Admitting that “subsequent reporting, a scholar’s assertion and extra video” both contradicted or did not assist the preliminary story, the belated editors’ be aware acknowledges the Covington boys didn’t taunt, provoke, or stand in the best way of Phillips. It additionally eliminated a tweet quoting Phillips’ declare that they did precisely that, through which the paper falsely refers to the Native American protester as a Vietnam veteran.
The Post’s correction follows a $250 million defamation lawsuit filed by Nick Sandmann, the 16-year-old protagonist of the viral video that impressed the unique story. Like most different mainstream media shops, the Post framed Sandmann and his classmates as instigators and Phillips as a sufferer, specializing in the boys’ “white privilege” and obvious political affiliation with out trying to fact-check the content material of the video or contact the individuals concerned.
Sandmann, his classmates, and their households had been doxxed and obtained loss of life threats because the story unfold throughout social media.

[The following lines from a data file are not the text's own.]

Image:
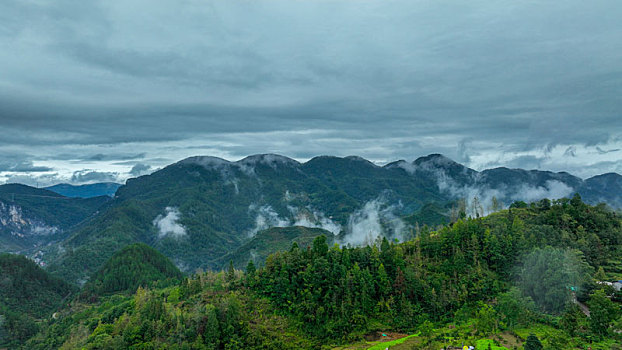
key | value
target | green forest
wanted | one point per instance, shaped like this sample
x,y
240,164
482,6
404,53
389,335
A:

After the full-length video of the confrontation was extensively circulated, exonerating Sandmann and his classmates, a number of of the celebrities and media figures who had demanded the boys’ heads on Twitter apologized. Most did not, and Sandmann’s lawyer Lin Wood mentioned the lawsuit towards the Post is “solely the start,” reportedly sending warning letters to the New York Times, CNN, the Guardian, NPR, and such boldface names as Kathy Griffin, Bill Maher, Elizabeth Warren and Joy Reid, advising them not to destroy any “proof” relating to the case.